The Lion’s Tail


Mural: Leo’s Tail, Eyebrowed Sun
Inspired by mosaic decorations in several mosques and palaces, the lion and the sun together form a powerful expression resembling an emblematic symbol, a coat of arms. In Iranian history, this pairing can be traced back to astrology – the sun in the house of Leo – and has come to symbolise divine authority, royal power and beauty. Originally, the sun was portrayed with beautiful curly hair, a moustache and almond-shaped eyes, but with imperialism, such an ambiguous ideal of beauty could not represent a nation, and the face was eclipsed. After the 1979 revolution, Iran replaced the national emblem; despite this, the lion and the sun remain a strong symbol of Iranian heritage and Iranian nationalism. Nordlöf Malekian revives the sun’s original characteristics and reactivates the lion in several recent works, in which he explores what happens when animals and celestial bodies are given a human face.


Sculpture: A Lion’s Tail
Here, the tail of lion functions as a displaced emblem of royalty and nationhood, where astrological symbolism becomes a vehicle for queer reinterpretation.
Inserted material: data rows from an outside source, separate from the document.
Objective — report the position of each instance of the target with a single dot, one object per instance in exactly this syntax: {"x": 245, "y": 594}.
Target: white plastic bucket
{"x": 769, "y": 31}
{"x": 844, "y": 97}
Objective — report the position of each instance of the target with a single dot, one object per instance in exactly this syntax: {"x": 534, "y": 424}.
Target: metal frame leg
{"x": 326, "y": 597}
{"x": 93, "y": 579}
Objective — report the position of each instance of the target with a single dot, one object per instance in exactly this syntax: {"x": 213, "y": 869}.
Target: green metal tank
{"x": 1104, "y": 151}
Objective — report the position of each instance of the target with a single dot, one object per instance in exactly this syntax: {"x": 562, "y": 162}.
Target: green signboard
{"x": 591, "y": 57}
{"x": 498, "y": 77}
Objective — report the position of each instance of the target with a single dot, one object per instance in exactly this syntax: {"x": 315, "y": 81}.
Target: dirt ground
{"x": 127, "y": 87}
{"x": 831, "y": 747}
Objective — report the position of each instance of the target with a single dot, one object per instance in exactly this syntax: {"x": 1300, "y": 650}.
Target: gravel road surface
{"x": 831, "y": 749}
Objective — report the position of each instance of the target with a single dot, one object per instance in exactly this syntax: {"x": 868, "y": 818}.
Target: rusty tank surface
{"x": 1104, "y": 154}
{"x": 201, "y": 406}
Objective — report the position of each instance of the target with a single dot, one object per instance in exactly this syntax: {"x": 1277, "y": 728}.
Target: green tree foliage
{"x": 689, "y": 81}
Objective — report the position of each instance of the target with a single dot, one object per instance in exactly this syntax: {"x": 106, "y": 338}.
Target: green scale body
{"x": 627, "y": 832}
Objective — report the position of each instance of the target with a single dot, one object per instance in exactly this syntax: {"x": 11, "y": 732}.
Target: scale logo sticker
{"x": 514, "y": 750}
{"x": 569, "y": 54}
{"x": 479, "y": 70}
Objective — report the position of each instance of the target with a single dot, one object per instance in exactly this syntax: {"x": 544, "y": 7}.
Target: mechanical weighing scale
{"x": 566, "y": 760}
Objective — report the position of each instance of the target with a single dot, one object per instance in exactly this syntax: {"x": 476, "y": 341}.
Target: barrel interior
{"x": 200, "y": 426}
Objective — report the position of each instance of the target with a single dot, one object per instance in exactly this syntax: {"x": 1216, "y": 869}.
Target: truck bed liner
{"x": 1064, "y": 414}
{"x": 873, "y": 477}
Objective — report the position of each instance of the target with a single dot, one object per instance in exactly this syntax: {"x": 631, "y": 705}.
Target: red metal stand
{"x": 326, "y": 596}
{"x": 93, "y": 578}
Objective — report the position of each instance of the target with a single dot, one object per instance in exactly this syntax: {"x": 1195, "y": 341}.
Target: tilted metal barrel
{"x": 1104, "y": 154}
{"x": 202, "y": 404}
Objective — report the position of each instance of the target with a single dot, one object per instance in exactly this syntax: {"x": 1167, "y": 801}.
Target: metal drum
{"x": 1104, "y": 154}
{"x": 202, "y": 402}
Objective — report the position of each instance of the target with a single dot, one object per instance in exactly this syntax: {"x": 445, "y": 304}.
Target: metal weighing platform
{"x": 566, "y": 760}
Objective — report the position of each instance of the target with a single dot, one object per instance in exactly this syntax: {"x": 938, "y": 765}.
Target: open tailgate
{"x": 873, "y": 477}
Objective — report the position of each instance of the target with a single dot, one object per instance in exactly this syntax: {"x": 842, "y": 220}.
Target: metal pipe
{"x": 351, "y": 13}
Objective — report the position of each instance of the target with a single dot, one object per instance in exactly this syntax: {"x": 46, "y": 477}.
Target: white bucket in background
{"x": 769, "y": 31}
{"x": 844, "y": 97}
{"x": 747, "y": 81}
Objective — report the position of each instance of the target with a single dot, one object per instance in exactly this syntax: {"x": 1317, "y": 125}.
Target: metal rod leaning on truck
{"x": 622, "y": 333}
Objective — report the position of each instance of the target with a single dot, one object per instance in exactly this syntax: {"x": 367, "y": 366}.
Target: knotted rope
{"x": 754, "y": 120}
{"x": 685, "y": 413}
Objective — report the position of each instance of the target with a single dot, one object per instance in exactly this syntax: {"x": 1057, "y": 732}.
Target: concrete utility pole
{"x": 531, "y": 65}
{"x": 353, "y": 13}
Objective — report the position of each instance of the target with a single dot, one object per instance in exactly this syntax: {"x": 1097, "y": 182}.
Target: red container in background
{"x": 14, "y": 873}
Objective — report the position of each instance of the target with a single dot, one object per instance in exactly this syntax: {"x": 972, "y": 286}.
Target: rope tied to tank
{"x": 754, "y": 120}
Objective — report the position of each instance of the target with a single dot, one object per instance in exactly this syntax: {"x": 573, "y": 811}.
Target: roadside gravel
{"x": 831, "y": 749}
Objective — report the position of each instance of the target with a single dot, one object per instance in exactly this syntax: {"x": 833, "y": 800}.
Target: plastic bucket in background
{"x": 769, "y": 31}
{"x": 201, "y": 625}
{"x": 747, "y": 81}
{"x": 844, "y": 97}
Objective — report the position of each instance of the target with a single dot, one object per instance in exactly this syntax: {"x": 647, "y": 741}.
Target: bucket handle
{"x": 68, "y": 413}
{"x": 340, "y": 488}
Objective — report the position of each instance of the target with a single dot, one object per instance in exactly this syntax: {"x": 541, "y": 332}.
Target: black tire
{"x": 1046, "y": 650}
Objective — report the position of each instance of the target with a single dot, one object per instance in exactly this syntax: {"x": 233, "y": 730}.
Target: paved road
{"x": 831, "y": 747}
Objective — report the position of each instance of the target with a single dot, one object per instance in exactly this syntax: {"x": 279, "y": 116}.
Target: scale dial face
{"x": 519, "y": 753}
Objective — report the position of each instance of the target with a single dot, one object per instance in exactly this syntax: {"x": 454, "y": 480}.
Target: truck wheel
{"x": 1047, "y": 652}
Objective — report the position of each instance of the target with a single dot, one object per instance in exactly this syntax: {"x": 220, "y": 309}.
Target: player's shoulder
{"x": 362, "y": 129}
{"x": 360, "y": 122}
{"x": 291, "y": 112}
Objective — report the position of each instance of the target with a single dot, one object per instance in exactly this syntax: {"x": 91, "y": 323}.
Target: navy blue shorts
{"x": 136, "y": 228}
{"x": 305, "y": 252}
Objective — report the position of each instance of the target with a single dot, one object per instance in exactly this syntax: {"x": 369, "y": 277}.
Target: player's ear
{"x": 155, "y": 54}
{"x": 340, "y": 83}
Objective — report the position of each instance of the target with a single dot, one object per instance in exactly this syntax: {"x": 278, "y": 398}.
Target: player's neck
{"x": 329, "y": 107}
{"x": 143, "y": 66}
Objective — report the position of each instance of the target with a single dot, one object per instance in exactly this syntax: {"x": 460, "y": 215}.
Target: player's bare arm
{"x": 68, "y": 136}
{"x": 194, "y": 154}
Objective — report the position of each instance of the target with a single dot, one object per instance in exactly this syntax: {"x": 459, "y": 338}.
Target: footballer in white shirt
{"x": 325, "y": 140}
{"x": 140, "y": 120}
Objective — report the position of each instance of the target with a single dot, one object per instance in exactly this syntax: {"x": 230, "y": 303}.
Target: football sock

Performance: The Lion’s Tail
When I renewed my passport in Karaj, Iran, over a decade ago, the photographer decided I looked “too feminine” for an official document— and yet, somehow, his retouching made me look even more feminine. – Afrang Nordlöf Malekian

In the lecture performance The Lion’s Tail, Afrang Nordlöf Malekian explores manipulation of passport photography through his own passport photos, along archival findings at the Arab Image Foundation in Beirut – hand colored photographs from the 1940s to the ’80s, with saturated shades of magentas, blues, and reds. Through a mixture of research, storytelling, and choreography, he traces retouching techniques to a mythologized sun, both female and male, shining beside a lion—an ancient couple from the depths of the universe: the sun in the house of Leo.

In my search for the origin of these photography retouching techniques, I uncovered something else—something profound that led me to an exiled lion and a flashing sun.